この国を繫ぐ連帯が可視化された

 6日にライブを終え、デモに参加するためそのまま汝矣島へ向かいました。ライブに来ていたお客さんたちも当然行く、という感じだったから「また汝矣島で」と別れて。その日の参加者は100万人。酷い混雑で電車はもう「国会議事堂駅」には停車しないようになっていて、みんな汝矣島に向かう橋を徒歩か車で渡るしかなかった。

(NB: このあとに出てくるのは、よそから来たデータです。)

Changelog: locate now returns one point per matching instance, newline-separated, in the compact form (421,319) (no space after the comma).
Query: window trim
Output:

 韓国人にとってデモに行くのは、本当に当たり前のことなんです。私が初めて大きなデモに参加したのは大学生の時ですが、当時付き合っていた物静かな彼氏がデモに行くと人が変わって、警察と喧嘩するのが面白かった(笑)。なぜ韓国人はデモに行くのかと考えた時、ふとパンソリという韓国の伝統音楽が思い浮かびました。小学校で習うような国民的民謡で、権力を風刺する内容が多い。

 たとえば私が好きな「水宮歌」は、竜宮城の王に「ウサギの肝を取ってくるように」命じられたカメがあの手この手でウサギを騙して、竜宮城に連れていく……という話。ところがウサギは竜王の前でカメに騙されたことに気づき、「昨日肝を洗濯して、いま外に干しているから取って戻ってきます」と嘘をついて逃げ出すんです。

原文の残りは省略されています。